Delegate Luke Clippinger of the state’s 46th district is at the end of his first term, and hopes that voters will give him a second.
“It was an incredible learning curve,” said Clippinger of his initial experience in Annapolis. “But I think I can point to a lot of real accomplishments.”
The first he mentioned is Jake’s Law, which potentially imposes a one-year prison sentence on those who kill someone as a result of texting or talking on a cell phone while driving.
“Certainly, the press surrounding it has been good,” said Clippinger, a sponsor of the bill that became law last month. “I like to think people will think once or twice about picking up the phone while driving a several-ton pile of metal.” The law was named for 5-year-old Jake Owens, who was killed by a distracted driver, who ended up paying a $1,000 fine.
“[Jake] was playing ‘Super Mario Kart,’” Clippinger said. “The last thing he said to his mom was, ‘Look, I have 42 lives.’”
Clippinger also worked to make protective and peace orders more easily attainable, he said.
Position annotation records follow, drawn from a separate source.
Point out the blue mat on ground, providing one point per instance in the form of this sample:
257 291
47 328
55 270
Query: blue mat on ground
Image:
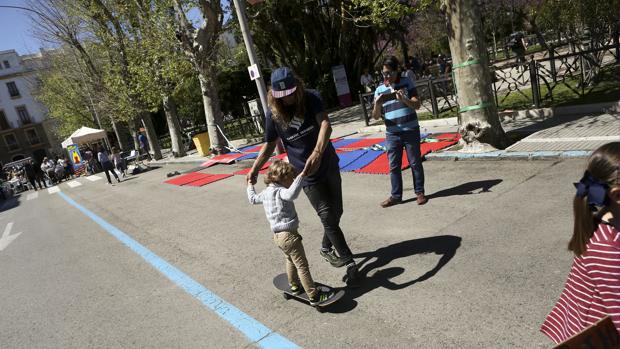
248 147
344 142
367 157
346 158
248 156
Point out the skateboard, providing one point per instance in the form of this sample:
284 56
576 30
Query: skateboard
281 283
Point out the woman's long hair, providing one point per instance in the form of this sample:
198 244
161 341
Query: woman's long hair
283 114
603 166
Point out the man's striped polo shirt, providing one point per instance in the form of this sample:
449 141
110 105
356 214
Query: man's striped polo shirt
398 116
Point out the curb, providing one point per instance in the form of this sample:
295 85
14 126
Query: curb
547 113
509 155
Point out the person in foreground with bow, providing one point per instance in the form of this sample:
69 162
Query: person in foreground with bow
592 290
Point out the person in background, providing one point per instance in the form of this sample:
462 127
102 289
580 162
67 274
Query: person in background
106 164
144 145
397 98
119 162
367 84
29 170
592 290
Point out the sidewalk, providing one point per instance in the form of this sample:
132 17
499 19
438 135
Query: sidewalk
573 131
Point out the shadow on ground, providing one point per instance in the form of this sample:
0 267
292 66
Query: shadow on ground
374 275
9 203
469 188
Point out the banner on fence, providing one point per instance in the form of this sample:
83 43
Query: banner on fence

Prior to the passage of a bill he sponsored, the state required “clear and convincing evidence” in order to hold a final hearing for a protective order. With the passage of House Bill 307, that standard has changed to a “preponderance of evidence.”
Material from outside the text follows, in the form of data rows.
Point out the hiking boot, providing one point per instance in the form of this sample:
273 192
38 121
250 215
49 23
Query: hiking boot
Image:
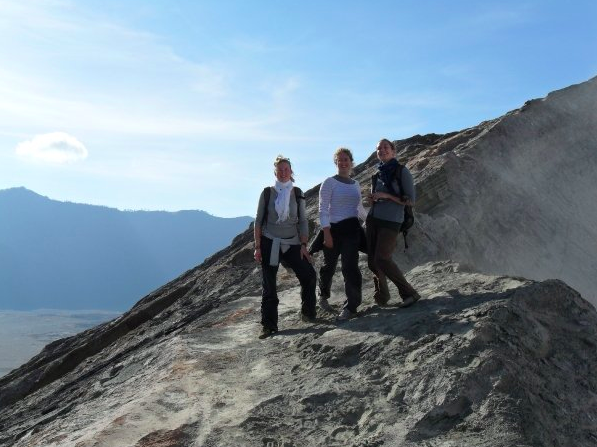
306 318
380 302
345 315
266 332
324 304
410 300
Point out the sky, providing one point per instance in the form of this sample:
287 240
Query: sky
176 104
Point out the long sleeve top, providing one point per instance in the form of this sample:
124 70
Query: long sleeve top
388 210
338 201
287 229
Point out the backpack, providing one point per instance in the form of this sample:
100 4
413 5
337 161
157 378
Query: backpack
298 194
409 216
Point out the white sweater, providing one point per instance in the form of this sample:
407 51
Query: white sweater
339 201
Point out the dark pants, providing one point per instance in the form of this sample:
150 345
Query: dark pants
303 270
381 243
346 236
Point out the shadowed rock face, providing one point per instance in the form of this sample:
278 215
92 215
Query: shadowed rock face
481 360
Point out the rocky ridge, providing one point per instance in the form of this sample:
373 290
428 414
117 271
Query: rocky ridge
482 360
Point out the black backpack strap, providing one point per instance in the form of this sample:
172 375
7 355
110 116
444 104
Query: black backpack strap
266 195
398 177
374 178
298 194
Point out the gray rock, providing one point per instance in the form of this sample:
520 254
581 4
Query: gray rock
481 360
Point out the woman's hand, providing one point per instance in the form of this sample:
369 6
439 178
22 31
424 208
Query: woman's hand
387 196
328 240
305 253
381 196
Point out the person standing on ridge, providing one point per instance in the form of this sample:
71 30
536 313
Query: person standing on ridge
339 210
383 224
281 231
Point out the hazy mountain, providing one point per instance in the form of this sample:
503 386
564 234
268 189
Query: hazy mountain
65 255
484 360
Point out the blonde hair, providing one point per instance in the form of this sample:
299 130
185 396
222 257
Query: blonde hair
387 141
282 159
343 150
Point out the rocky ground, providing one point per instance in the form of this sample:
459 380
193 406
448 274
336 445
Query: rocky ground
480 360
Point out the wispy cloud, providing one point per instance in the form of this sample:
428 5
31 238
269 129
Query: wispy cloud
54 148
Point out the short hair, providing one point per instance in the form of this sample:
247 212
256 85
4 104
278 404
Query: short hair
282 159
388 141
343 150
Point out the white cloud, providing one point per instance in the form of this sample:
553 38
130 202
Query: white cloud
55 148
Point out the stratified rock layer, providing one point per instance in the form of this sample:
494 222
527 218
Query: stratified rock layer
481 360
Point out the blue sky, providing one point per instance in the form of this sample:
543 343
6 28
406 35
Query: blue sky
184 104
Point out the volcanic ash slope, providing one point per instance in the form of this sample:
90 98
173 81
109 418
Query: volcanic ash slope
481 360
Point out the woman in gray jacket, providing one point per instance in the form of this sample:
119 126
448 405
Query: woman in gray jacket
383 225
281 232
In layman’s terms, Clippinger said, that means that those wishing to obtain a protective order in an abusive situation must prove its necessity by a margin of 51 percent (preponderance of evidence) rather than the old standard of 65 percent (clear and convincing evidence).
Civil litigation tends to adhere to the “preponderance of evidence” standard, Clippinger added.
“If I can sue you for $1 million, and prove your liable for that million by 51 percent, then you should be able to get a protective order by that standard,” he said.
Clippinger was the House lead on the bill, which was put forward by the lieutenant governor.
The delegate also mentioned his sponsorship of House Bill 781, which concerns “persons in authority” and sexual relationships with minors and has since passed into law.
“Now, it’s not only illegal for a full-time teacher to have sex with a 16- or 17-year-old; now it’s also illegal for part-time teachers and coaches,” he said.
State law generally places the age of consent at 16, but full-time, permanent teachers are prohibited from having sex with their students aged 16 and 17. Prior to the bill’s passage, coaches were prohibited from having sex with their charges, too, but only during times when those teens were actually in the coaches’ care. With the passage of the bill, coaches may not have sex with the 16- and 17-year olds they work with at any time.
Clippinger also points to a wide-ranging gun safety bill passed last year. His main contribution was new regulations concerning lost or stolen firearms, he said.
“If you lose, or someone steals, your handgun, you have to report it in 72 hours,” he said.
An assistant state’s attorney in Anne Arundel County, Clippinger notes that in many shooting investigations, police will approach somebody and say, “Your handgun was used in a murder down the street.”
The response: “Well, I haven’t had that gun in five years.”
“If you can track these guns, then you can help the police,” Clippinger said.
Also with regard to violence, Clippinger organized two community meetings earlier this year in the wake of the home invasion near Patterson Park which resulted in the murder of Kimberly Leto. The first meeting brought Mayor Stephanie Rawlings-Blake and Police Commissioner Anthony Batts before Southeast residents. The second brought State’s Attorney Gregg Bernstein and Secretary of Juvenile Services Sam Abed.
“I was happy to put together those two meetings,” said Clippinger. “I think in a significant way, that really helped refocus the conversation a little bit…Was it perfect? No, we are far from perfect in the criminal justice system. Is there more we can do? You bet.”
Clippinger said that juvenile justice is a likely focus for the next four years, should he be reelected.
“It’s a huge problem,” he said. “It’s poverty; it’s parents; it’s schools; it’s environment–and how you begin to take all that apart.”
He turned the conversation toward gun violence, and how there should be no “good time behavior” in the prison system for those convicted of a gun crime.
“You don’t want to make everything a mandatory minimum sentence, because then you have California,” he added, referencing that state’s crowded prison system. “But we should not be afraid to use incarceration as a tool in those cases where we have people who have guns who shouldn’t have them.”
Clippinger has also worked on legislation concerning property taxes. The Homestead Tax Credit is a tax credit for residents of Baltimore City living in the homes they have purchased. Clippinger was one of a few state lawmakers who pushed for the credit to become transferable–if a resident already taking advantage of the credit purchases and moves into a new home, then he can transfer the value of the tax credit to that new home.
Clippinger was also the lead in the House for legislation paving the way for marriage equality.
“I was really honored to get the lead on that issue,” Clippinger said.
“I like to think that over the past four years, I’ve done things that have a practical impact, and have improved the lives of Marylanders,” he said.